README
¶
LexicMap: efficient sequence alignment against millions of prokaryotic genomes
LexicMap is a nucleotide sequence pseudo-alignment tool for efficiently querying gene, plasmid, viral, or long-read sequences against up to millions of prokaryotic genomes.
Motivation: Alignment against a database of genomes is a fundamental operation in bioinformatics, popularised by BLAST. However, given the increasing rate at which genomes are sequenced, existing tools struggle to scale. Current tools either attempt full alignment but face challenges of high memory consumption and slow speeds, or they fall back on k-mer indexing, without information of where matches occur in the genome.

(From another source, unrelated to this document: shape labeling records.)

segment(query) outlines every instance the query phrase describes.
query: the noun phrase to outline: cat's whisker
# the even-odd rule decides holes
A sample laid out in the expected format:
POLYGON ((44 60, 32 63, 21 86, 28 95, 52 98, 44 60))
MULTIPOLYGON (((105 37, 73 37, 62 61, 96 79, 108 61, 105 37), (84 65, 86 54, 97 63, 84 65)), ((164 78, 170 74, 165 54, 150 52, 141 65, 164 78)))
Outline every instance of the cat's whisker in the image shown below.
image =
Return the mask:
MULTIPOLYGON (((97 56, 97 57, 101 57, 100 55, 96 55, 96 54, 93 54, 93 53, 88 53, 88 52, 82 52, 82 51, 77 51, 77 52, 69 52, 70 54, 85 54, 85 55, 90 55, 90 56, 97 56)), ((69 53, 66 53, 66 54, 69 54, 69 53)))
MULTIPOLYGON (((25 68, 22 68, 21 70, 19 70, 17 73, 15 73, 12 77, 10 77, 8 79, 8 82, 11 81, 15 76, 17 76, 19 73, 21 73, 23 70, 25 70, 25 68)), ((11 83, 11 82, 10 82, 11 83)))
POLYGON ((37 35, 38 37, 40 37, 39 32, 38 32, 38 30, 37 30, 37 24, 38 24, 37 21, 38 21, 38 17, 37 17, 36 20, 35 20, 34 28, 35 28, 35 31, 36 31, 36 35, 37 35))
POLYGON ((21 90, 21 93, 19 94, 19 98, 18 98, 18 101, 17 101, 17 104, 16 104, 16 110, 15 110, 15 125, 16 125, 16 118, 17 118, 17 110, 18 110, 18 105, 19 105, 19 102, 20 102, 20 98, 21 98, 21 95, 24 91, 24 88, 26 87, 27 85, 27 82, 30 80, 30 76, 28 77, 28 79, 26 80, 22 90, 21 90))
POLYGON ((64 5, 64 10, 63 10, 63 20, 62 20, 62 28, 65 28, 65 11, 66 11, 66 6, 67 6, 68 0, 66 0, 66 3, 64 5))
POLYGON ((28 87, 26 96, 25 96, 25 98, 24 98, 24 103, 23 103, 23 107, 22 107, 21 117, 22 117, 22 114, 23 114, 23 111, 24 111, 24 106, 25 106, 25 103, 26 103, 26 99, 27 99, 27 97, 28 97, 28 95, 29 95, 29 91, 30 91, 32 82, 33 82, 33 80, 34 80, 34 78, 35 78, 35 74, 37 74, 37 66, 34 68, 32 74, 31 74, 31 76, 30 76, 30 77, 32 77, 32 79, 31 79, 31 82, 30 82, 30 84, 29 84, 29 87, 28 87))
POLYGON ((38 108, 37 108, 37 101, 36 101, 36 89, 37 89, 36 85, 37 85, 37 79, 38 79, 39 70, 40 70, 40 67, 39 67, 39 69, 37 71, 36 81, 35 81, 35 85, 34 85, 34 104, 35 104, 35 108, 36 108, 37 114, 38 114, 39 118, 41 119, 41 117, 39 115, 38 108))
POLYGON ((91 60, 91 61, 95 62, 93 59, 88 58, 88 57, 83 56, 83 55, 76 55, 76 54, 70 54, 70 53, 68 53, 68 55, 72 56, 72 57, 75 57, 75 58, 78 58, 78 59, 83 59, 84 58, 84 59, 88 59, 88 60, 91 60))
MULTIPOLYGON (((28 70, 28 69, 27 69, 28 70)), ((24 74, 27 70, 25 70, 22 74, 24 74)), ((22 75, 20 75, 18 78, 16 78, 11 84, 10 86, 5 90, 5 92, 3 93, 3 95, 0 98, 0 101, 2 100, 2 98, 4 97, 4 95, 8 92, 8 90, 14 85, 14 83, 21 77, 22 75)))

Results: In LexicMap, a modified version of the sequence sketching method LexicHash is adopted to compute alignment seeds. A multi-level index enables fast and low-memory variable-length seed matching and pseudo-alignment on a single server at the scale of millions of genomes (see algorithm overview), successfully indexing and searching both RefSeq+GenBank, and the AllTheBacteria datasets (2.3 and 1.9 million genomes respectively). Running at this scale has previously only been achieved by Phylign (previously called mof-search).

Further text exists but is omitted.